第74話

 無事に文化祭が終わった。

 来てくれたお客様、先輩方、先生方にはとても好評で、閉会式の時に自分達のクラスは特別賞をもらった。

 今は余韻の残る放課後。

 明日明後日は振替休み、明明後日に後片付けをする。

 また、いつもの日常が戻って来る。

 非日常だった2日間は夢物語のよう。

 私にとっては時折辛かったけど、結局は楽しかった。

 絢子あやこちゃんとみなと君は先に帰ってしまった。

 私はまだ委員会の出し物での処理に終われて遅くなってしまった。

 鞄を取りに教室に戻ると、聡希さとき君がいた。

「まだいたの?」

「うん」

 彼に言わないと。


「今日はありがとう」


 非常事態に1人で対応していたら、私、どうなっていたか。

 本当に感謝しかない。


「いいよ…別に」


 口数少ないから、分かんないよ。


「別に、じゃなくて、他にあるんじゃないの?」


 私、親じゃないのに。

 小言ばっかり、ダメだね。

 聡希君は少し考えてから、一言。


「どう…いたしまして…」


 ちゃんと言えるんじゃない。


「迎え来るの?」

「ううん、今日は歩いて帰る」

「一緒に良い?」

 なんか、口に出ていた。

「良いよ、帰ろう」

 私は聡希君と一緒に下校することになった。



 隣の彼は一言も発しない。

 ただ一緒に下校している。

 それでも、何故か居心地は良い。

 無言が耐えられないのが普通なのにね。

 毎日何を考えているんだろう?

 本当に不思議で変わった人。

 横顔、綺麗だなー…。

「あのさ」

 突然だった。

「な、何!?」

 びっくりして変な声になった。

「本、好きなんでしょ?」

「えっ?」

 話題、振ってきた!

「うん、ホラーとかサスペンス以外なら」

 血とかダークなのは苦手なので。

「ふーん」

 彼は少し考えて。

「あとで、読んで欲しい本あるから、貸すよ」

「!?」

 これまた脈絡なく!

「良いの?」

 恐る恐る聞く。

「うん」

 彼は無表情。

 でも、よく見ると、無表情なりに、緩んでいるような。

「あっ、ここで。
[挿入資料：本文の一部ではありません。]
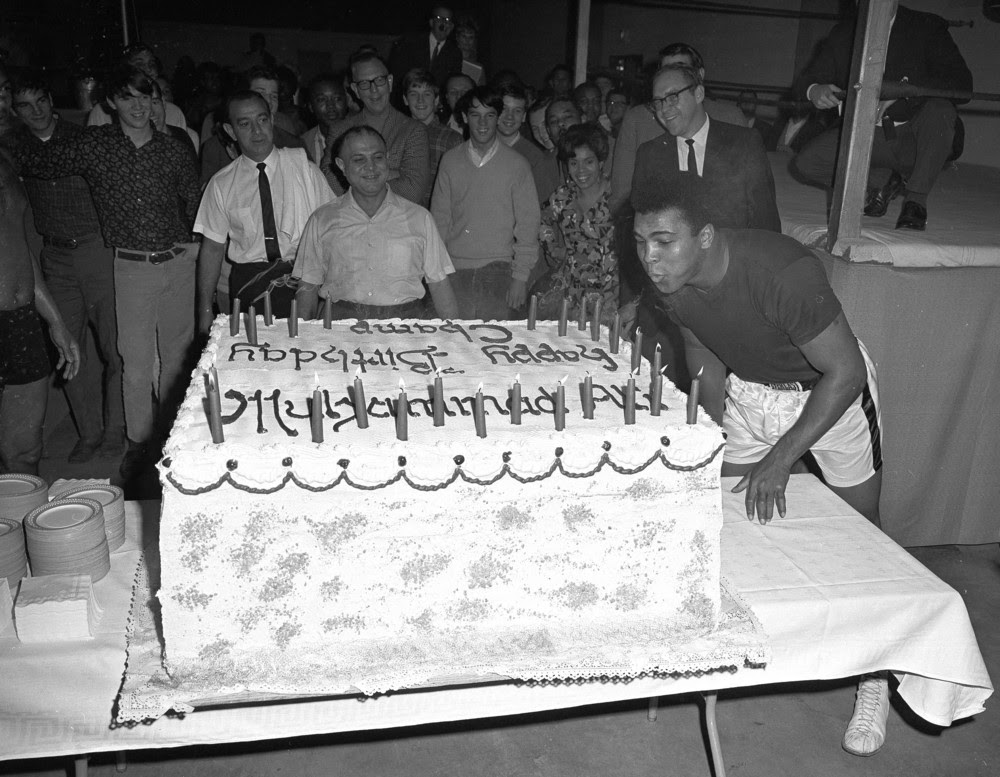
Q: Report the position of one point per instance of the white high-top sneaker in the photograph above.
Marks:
(866, 732)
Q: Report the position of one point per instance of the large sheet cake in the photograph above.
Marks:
(369, 563)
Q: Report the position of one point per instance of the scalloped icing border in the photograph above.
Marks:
(459, 473)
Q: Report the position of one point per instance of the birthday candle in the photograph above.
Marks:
(479, 412)
(214, 406)
(515, 400)
(402, 412)
(328, 313)
(252, 326)
(234, 318)
(360, 406)
(637, 351)
(438, 400)
(693, 397)
(630, 399)
(316, 413)
(656, 391)
(561, 404)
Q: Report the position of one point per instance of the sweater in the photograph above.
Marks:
(490, 213)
僕はあっちだから」

「私は真っ直ぐ」

 十字路でお別れのようだ。

「また」

「うん、また学校で」

 寂しくなるなぁ…。

 少し進んでから。


澪那みおな!」


「!?」


 突然呼び捨てされた。

 振り向いたけど、顔が熱くなってきた。

 きっと真っ赤だ。恥ずかしい。


「また一緒に帰ろう!」


 彼は大きな声でそう言った。


「うん!約束!」


 私も大きな声で言った。


 すると彼は自宅に向かって帰って行った。

 私も家に帰る。


 ドキドキしながら、帰ったのだった。